Wir strecken uns weit aus und legen Sascha vorsichtig auf das Wasser. Mit einem leichten Platschen taucht ihr Körper ein. Dann treibt er für eine Sekunde oder zwei, bis er beginnt zu sinken. Die Strömungen des Hudson sind stark, und sie reißen den Hund schnell mit sich, auf das offene Wasser hinaus. Wir schauen zu, wie sie, halb unter Wasser, durch das Mondlicht treibt, immer weiter und weiter weg. Es bricht mir das Herz. Es erinnert mich daran, dass ich Bree fast für immer verloren hätte, während ich den Hudson herunter gespült worden wäre, genau wie Sascha.

*

Ich weiß nicht, wie viele Stunden vergangen sind. Jetzt ist es mitten in der Nacht, und ich liege im Boot, zusammengerollt bei Bree und Rose, denke nach und kann nicht schlafen. Keiner von uns hat ein Wort gesagt, seit wir Sascha ins Wasser gelegt haben. Wir alle sitzen einfach da in düsterer Stille, das Boot schaukelt sanft. Ein paar Meter entfernt sitzt Ben, in seiner eigenen Welt. Er scheint mehr tot als lebendig. Manchmal, wenn ich ihn anschaue, fühle ich mich als würde ich ein wandelndes Gespenst sehen. Es ist komisch: Wir sitzen hier alle zusammen und sind Welten voneinander entfernt.
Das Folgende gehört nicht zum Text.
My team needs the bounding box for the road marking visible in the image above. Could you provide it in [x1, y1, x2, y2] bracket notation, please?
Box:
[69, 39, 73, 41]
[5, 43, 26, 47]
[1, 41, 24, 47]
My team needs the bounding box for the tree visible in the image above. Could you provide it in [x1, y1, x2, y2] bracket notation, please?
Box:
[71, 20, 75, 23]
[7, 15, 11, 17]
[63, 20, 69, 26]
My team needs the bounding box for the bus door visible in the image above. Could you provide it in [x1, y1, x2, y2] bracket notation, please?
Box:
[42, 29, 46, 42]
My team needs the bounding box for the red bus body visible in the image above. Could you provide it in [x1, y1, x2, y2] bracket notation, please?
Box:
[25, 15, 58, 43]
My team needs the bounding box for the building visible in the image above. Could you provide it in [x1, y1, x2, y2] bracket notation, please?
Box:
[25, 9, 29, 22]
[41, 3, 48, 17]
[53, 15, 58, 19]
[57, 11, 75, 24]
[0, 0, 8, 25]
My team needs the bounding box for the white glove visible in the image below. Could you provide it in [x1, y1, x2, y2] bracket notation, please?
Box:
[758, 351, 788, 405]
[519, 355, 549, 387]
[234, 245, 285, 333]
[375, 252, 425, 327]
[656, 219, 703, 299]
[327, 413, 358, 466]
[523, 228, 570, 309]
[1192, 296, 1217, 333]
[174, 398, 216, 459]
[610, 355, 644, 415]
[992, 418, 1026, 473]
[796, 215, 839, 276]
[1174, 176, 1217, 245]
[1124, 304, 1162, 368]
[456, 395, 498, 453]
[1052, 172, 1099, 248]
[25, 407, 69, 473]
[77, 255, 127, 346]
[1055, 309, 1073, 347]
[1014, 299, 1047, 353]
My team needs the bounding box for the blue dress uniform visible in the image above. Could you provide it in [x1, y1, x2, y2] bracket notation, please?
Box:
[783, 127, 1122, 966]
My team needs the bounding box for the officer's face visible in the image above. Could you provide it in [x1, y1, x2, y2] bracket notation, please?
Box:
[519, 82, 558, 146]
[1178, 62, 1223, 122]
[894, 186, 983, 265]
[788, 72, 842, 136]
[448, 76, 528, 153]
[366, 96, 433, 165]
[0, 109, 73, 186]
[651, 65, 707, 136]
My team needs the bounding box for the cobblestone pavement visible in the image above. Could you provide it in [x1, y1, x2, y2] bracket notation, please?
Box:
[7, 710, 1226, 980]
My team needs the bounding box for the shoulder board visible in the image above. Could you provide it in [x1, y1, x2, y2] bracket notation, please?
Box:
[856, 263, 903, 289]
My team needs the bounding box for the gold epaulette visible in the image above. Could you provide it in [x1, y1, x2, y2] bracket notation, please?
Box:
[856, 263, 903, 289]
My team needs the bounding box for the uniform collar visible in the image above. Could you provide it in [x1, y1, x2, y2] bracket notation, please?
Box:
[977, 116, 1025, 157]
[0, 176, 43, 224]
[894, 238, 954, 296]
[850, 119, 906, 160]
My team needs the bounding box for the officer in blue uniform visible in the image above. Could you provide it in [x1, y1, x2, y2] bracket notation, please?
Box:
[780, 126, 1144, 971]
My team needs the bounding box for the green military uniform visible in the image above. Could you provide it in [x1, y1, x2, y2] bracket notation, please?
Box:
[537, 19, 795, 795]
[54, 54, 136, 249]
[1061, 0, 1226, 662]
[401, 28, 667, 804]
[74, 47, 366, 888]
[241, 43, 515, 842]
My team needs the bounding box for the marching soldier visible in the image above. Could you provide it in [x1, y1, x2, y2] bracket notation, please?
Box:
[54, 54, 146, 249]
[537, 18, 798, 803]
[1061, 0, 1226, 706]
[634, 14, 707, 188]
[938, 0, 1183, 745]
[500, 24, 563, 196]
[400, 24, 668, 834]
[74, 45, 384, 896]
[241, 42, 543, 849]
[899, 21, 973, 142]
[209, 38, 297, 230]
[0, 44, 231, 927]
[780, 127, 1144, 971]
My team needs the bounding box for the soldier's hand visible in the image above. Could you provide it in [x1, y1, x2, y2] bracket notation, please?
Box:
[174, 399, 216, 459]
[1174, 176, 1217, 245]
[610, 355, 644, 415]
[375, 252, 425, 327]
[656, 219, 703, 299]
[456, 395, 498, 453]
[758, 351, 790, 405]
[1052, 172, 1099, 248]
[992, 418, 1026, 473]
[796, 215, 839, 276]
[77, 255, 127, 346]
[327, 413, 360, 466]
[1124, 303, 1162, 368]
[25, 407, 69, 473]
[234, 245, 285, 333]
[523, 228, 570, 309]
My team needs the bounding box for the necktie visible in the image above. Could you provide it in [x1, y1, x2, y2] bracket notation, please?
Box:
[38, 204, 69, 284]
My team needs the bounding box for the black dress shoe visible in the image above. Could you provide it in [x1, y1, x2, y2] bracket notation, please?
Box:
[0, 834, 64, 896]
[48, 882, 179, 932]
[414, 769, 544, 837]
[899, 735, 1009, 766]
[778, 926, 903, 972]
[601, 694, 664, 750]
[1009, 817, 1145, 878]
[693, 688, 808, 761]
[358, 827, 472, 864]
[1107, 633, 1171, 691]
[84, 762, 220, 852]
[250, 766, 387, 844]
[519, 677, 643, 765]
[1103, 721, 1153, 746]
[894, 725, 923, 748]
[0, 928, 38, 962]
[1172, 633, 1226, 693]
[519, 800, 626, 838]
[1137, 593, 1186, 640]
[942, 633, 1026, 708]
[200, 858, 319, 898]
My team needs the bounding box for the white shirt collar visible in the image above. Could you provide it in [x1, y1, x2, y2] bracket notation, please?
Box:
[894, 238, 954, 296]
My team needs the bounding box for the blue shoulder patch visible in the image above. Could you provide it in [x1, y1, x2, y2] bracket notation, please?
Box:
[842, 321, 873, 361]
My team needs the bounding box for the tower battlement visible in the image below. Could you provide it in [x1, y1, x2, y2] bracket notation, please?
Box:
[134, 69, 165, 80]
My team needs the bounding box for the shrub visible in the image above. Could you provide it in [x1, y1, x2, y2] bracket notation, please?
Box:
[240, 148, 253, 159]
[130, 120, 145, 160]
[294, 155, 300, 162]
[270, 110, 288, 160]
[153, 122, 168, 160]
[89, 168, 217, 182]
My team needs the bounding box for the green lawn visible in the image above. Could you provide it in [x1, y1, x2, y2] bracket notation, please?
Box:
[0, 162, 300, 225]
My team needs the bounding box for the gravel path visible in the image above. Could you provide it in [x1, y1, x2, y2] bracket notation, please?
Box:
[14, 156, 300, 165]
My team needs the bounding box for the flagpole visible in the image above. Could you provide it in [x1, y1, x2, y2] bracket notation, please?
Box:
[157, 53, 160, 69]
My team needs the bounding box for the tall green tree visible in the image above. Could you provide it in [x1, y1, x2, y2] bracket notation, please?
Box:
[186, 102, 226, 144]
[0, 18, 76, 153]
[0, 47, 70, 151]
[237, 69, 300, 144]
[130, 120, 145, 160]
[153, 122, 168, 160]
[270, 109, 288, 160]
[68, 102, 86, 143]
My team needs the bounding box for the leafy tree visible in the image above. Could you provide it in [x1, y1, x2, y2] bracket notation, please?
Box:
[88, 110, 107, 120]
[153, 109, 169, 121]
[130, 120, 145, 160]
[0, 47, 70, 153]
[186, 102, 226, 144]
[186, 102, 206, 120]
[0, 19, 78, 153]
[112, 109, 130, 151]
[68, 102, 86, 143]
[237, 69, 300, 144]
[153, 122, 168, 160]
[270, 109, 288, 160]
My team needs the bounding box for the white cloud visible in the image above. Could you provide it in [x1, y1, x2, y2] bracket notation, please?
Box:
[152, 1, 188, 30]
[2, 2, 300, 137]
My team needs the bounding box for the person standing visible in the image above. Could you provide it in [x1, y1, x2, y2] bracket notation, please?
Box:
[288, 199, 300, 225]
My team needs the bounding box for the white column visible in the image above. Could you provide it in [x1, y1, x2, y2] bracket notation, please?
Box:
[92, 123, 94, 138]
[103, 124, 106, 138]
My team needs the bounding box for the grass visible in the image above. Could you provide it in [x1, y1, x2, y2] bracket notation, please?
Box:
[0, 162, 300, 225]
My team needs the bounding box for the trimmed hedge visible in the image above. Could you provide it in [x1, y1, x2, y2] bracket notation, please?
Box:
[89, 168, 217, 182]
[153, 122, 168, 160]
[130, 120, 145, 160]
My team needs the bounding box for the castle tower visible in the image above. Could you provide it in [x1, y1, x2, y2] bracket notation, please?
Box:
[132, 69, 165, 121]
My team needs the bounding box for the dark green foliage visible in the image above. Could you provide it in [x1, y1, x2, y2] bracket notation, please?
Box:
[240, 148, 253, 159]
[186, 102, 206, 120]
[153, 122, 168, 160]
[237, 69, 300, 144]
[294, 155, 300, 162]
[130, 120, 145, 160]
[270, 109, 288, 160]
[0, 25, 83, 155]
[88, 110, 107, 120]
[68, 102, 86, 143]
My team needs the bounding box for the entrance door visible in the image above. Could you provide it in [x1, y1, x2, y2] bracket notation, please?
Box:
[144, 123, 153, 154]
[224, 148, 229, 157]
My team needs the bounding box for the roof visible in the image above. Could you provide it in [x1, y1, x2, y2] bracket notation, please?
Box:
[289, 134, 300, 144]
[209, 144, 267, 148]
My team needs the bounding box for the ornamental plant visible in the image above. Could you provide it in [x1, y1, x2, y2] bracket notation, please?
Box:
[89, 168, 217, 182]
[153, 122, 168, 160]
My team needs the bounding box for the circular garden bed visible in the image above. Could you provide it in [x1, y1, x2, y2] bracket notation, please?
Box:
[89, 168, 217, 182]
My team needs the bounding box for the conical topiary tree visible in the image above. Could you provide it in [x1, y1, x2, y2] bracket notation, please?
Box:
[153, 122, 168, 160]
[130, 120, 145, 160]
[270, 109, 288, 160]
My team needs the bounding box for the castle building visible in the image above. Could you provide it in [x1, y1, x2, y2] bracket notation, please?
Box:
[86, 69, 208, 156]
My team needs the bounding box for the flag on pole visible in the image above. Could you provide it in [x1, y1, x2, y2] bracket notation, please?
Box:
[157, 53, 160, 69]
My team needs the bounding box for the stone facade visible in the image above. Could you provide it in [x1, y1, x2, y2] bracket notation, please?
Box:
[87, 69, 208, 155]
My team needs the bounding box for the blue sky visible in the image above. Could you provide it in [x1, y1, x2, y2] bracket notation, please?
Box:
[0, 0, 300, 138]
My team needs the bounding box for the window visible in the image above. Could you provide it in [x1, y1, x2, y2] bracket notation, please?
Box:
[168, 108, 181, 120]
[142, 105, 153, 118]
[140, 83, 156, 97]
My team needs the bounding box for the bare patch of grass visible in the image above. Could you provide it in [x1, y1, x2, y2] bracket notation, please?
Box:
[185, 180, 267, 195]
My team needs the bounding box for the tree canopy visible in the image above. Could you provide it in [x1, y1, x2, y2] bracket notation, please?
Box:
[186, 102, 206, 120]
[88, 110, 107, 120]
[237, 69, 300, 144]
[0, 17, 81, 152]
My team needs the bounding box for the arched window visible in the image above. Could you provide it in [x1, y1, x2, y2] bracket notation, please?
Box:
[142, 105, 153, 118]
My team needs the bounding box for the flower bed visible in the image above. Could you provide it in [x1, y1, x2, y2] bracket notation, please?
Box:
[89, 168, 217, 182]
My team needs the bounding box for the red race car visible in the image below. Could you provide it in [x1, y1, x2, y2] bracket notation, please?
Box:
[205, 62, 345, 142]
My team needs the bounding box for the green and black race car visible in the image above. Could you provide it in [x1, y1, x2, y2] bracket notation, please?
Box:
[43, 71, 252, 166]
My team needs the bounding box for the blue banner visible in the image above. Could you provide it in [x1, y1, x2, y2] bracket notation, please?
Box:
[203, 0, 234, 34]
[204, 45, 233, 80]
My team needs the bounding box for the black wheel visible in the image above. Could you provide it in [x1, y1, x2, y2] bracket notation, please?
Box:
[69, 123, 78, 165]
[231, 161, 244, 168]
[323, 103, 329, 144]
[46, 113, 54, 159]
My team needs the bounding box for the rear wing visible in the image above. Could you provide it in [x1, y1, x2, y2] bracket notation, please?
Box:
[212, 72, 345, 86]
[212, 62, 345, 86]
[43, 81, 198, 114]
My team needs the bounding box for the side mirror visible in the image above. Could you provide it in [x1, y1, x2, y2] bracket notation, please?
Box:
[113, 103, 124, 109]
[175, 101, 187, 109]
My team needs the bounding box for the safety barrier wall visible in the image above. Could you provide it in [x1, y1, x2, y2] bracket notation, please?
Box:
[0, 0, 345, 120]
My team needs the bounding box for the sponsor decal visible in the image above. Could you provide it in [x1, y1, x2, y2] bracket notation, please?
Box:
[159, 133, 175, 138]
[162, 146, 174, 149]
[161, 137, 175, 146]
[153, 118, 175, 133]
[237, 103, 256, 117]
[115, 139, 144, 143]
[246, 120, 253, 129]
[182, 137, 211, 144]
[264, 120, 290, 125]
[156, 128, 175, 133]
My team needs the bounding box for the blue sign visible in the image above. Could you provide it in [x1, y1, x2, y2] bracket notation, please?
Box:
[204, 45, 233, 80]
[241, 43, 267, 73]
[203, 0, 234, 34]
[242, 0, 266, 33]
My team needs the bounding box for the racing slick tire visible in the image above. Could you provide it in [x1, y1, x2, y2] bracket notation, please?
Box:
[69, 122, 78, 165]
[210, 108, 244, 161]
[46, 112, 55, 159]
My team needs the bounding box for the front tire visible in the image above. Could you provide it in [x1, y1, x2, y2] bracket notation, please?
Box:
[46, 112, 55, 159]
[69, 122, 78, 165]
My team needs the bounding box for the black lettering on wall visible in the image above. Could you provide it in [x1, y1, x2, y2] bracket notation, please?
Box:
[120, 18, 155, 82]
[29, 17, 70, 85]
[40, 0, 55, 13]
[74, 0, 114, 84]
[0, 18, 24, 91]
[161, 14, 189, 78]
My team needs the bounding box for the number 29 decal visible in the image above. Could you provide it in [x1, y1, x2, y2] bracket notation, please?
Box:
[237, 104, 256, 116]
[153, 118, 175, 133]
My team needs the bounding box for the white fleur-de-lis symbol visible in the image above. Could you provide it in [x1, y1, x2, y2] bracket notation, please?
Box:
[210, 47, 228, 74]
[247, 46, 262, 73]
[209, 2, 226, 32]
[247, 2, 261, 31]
Logan ist etwa zehn Meter entfernt, und hält pflichtbewusst Wache auf dem Pier, er schaut umher, die Waffe in der Hand. Ich kann ihn mir gut als Soldat vorstellen. Ich bin froh, dass er uns beschützt, und dass er die erste Schicht übernommen hat. Ich bin müde, meine Knochen sind erschöpft, und ich freue mich nicht gerade darauf die nächste Schicht zu übernehmen. Ich weiß, dass ich schlafen sollte, aber ich kann einfach nicht. Während ich hier liege und Bree in den Armen halte, jagen mir die Gedanken nur so durch den Kopf.

Ich denke wie vollkommen verrückt die Welt geworden ist. Ich kann kaum glauben, dass das alles echt ist. Es ist wie ein langer Alptraum, der einfach nicht enden will. Jedes Mal wenn ich denke, dass ich in Sicherheit bin, passiert wieder etwas. Wenn ich zurückdenke kann ich kaum glauben, dass ich fast von Rupert getötet worden wäre. Es war dumm von mir, Mitleid mit ihm zu haben, dumm, ihn mit uns fahren zu lassen. Ich kann immer noch nicht ganz verstehen, warum er ausgeflippt ist. Was war der Vorteil für ihn? Wollte er uns alle töten, unser Boot nehmen und verschwinden, nur um mehr Lebensmittel für sich selbst zu haben? Und wohin wäre er gegangen? War er einfach böse? Psychotisch? Oder war er ursprünglich ein guter Mann, der nach all den Jahren allein, hungrig und frierend durch geknallt ist? Ich möchte glauben, dass Letzteres der Fall ist, dass er tief innen drin ein guter Mann war, der nur durch die Umstände verrückt geworden ist. Ich hoffe es, aber man kann nie wissen.